Kylie N. Smith
Welcome! My name is Kylie Smith (she/her/hers), and I am a Ph.D. candidate in the Department of Government at the University of Texas at Austin.
I specialize in International Relations and Political Methodology. My research examines how armed groups evolve after war and how their post-conflict trajectories shape governance, security, and political order.
My primary research focuses on violent non-state actors (VNSOs), including rebel groups, pro-government militias, and community defense forces. I am particularly interested in how these organizations adapt following conflict termination--whether they dissolve, persist peacefully, or remobilize--and the institutional legacies they leave behind.
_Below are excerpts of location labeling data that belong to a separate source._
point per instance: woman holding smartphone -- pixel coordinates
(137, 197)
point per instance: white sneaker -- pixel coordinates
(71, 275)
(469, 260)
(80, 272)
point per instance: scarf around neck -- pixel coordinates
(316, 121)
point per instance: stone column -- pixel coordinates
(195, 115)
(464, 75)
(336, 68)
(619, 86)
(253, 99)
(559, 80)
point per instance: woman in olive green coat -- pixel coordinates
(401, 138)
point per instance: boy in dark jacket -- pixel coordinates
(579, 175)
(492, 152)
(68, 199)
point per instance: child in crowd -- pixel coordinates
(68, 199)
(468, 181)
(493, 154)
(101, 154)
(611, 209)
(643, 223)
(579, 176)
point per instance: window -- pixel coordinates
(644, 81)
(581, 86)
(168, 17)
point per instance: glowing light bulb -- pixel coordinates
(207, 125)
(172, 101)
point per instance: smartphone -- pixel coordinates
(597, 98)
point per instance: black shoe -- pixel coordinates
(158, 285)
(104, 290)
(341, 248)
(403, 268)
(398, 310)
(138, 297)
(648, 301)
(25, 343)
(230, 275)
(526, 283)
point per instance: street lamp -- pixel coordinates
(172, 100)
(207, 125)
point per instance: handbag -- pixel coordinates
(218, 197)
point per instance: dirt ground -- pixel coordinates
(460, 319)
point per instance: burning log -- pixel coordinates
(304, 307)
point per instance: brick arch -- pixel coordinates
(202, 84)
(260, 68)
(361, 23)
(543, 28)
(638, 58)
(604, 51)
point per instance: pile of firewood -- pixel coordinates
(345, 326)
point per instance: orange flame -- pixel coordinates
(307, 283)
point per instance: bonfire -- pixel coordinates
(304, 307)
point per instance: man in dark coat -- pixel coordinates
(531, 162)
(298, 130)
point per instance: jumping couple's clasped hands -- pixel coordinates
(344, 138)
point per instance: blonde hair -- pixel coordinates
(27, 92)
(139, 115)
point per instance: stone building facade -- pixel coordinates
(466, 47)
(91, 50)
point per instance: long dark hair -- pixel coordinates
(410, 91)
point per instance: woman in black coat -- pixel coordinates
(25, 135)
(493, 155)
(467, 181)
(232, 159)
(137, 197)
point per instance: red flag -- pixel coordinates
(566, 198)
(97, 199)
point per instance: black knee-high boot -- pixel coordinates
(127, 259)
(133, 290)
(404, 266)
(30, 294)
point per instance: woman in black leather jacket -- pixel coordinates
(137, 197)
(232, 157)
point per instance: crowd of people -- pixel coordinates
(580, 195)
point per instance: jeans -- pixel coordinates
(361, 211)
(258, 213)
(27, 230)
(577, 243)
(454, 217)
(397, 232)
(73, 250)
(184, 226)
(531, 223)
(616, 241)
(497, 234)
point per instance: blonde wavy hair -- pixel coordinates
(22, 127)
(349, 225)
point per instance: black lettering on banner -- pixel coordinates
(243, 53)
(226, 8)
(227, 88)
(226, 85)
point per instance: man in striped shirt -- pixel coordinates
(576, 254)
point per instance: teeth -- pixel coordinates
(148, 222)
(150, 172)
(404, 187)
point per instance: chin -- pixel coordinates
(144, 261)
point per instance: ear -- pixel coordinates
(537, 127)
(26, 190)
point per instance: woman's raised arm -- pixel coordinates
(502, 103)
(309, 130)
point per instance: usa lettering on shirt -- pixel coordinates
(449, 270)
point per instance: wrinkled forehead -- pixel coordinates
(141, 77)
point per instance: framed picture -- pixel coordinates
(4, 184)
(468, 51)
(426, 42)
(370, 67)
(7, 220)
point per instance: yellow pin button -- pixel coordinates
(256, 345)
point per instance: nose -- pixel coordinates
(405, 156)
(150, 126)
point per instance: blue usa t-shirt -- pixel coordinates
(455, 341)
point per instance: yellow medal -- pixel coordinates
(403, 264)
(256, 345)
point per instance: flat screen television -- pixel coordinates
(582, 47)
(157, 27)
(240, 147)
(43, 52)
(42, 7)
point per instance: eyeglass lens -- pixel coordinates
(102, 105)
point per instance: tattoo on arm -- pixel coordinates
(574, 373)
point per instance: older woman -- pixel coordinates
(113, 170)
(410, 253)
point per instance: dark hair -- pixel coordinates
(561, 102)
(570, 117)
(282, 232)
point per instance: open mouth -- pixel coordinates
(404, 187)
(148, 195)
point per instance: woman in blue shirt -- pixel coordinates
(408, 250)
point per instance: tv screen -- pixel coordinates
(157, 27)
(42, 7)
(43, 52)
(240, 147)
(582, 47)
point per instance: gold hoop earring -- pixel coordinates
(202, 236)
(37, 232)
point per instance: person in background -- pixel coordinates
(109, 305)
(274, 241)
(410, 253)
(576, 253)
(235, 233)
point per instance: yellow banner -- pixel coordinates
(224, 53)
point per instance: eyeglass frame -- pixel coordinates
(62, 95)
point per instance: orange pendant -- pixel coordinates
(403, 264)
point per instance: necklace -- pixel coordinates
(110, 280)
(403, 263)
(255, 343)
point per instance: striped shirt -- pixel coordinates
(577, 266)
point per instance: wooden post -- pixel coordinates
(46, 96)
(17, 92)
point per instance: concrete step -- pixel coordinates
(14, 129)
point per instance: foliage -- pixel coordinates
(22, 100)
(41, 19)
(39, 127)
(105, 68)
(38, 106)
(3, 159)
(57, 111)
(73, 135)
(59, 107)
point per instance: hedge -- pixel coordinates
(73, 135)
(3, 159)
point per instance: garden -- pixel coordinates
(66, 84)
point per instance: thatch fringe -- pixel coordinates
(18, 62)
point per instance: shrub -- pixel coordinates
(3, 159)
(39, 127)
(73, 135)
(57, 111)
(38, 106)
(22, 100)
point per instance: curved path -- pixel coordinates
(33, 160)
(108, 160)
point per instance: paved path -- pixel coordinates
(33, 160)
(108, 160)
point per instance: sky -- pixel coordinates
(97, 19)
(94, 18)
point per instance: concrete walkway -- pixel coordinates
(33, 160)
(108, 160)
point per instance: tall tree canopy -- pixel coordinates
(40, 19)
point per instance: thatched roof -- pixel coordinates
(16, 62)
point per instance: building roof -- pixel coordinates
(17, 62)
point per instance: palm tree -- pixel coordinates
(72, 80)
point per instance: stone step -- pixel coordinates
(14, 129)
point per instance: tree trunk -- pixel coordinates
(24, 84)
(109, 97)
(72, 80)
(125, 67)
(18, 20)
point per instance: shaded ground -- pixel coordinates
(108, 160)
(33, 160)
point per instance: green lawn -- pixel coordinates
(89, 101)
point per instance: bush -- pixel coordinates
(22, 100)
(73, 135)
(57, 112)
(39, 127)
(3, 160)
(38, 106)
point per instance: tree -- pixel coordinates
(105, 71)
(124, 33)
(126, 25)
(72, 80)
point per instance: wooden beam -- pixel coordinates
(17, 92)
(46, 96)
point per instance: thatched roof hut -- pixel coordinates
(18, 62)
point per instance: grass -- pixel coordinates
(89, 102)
Across projects, I study how organizational structure, wartime ties to the state, and post-conflict political opportunities influence patterns of violence, restraint, and reintegration.
Prior to joining UT Austin, I received my B.A. from the Honors College at Baylor University and my M.A. in Violence, Terrorism, and Security from Queen’s University Belfast. I am also a Graduate Fellow at the Clements Center for National Security at the University of Texas.
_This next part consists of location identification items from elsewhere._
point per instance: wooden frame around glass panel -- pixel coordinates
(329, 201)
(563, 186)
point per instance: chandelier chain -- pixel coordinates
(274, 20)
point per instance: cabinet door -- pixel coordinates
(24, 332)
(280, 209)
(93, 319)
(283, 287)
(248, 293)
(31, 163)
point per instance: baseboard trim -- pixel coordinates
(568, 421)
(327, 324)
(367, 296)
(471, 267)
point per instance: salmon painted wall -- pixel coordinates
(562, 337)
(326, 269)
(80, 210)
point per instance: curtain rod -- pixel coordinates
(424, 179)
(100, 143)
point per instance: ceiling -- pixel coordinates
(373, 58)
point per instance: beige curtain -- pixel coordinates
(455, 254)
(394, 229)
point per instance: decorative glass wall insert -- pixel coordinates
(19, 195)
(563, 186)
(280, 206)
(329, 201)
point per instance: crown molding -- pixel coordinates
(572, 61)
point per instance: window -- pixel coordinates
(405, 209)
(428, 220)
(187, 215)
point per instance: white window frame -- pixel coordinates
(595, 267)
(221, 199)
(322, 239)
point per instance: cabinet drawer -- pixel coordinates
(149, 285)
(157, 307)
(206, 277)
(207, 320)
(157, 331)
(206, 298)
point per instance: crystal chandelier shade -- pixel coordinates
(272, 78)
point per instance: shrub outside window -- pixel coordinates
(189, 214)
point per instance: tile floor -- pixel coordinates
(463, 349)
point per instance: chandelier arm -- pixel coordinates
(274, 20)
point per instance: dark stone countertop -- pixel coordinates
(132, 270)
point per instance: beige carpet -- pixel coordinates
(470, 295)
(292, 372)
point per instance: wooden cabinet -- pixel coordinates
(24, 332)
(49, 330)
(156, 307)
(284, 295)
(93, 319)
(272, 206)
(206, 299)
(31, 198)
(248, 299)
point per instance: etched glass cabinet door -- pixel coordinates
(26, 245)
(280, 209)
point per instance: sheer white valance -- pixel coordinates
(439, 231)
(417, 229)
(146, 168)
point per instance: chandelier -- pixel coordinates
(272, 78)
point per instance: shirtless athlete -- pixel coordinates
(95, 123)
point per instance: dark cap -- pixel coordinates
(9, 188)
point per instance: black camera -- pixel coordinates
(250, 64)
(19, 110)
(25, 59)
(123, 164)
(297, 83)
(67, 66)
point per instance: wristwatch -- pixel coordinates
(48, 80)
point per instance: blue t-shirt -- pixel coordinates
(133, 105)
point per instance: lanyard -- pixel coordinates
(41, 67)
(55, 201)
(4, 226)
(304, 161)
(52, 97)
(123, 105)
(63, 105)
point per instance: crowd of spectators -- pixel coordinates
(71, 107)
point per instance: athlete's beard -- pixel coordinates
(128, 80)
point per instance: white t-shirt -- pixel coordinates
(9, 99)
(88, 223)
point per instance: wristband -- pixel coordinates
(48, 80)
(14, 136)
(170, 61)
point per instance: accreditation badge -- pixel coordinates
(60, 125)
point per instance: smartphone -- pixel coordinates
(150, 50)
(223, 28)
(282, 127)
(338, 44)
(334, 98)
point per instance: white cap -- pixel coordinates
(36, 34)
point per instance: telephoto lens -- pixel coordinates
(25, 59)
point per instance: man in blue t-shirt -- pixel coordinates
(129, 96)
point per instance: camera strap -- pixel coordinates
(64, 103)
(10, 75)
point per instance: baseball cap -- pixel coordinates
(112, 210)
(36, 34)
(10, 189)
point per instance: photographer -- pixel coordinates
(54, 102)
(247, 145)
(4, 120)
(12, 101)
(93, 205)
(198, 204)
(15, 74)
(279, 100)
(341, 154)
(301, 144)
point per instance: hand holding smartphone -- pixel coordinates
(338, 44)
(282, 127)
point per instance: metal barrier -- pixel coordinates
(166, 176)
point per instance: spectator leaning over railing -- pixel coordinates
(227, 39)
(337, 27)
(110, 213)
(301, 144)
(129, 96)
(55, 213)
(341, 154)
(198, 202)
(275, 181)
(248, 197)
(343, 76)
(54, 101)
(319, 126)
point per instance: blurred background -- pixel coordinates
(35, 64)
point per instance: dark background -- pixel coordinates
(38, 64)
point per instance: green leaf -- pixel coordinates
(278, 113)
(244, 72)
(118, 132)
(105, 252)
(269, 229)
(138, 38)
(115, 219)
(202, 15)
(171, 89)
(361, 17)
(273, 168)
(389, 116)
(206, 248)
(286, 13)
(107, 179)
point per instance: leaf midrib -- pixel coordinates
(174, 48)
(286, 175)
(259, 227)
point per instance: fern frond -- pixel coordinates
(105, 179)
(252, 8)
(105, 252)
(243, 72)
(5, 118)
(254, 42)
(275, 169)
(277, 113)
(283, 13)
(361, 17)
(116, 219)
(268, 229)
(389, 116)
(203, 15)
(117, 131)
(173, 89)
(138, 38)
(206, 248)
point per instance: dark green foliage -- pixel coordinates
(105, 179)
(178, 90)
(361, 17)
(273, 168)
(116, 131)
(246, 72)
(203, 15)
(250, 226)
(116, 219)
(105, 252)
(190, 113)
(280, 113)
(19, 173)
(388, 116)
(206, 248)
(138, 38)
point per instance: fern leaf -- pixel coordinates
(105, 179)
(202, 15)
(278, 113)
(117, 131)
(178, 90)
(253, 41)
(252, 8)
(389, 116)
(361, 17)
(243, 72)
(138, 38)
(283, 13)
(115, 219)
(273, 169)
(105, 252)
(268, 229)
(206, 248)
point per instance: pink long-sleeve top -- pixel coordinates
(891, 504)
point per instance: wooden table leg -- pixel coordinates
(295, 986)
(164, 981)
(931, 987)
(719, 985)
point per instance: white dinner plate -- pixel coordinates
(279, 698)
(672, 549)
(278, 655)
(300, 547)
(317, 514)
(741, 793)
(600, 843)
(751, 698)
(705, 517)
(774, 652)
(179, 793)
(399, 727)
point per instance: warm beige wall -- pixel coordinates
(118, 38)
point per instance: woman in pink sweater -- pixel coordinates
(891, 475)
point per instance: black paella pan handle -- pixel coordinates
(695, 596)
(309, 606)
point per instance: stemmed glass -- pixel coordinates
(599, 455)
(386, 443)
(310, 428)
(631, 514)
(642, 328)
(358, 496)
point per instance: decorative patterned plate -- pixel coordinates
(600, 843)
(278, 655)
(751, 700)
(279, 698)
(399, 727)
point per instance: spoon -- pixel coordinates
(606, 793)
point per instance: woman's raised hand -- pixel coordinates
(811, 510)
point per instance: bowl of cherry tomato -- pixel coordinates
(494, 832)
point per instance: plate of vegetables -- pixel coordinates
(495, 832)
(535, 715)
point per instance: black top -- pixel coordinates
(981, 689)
My dissertation, Now What? Patterns of Violence and Organizational Change in Post-Conflict Armed Groups, consists of three linked projects that examine distinct post-war pathways: organizational termination, peaceful persistence through community brokerage, and remobilization following political shocks. Methodologically, I combine survival analysis, Bayesian hierarchical models, difference-in-differences designs, and qualitative evidence from historical and fieldwork-based case studies.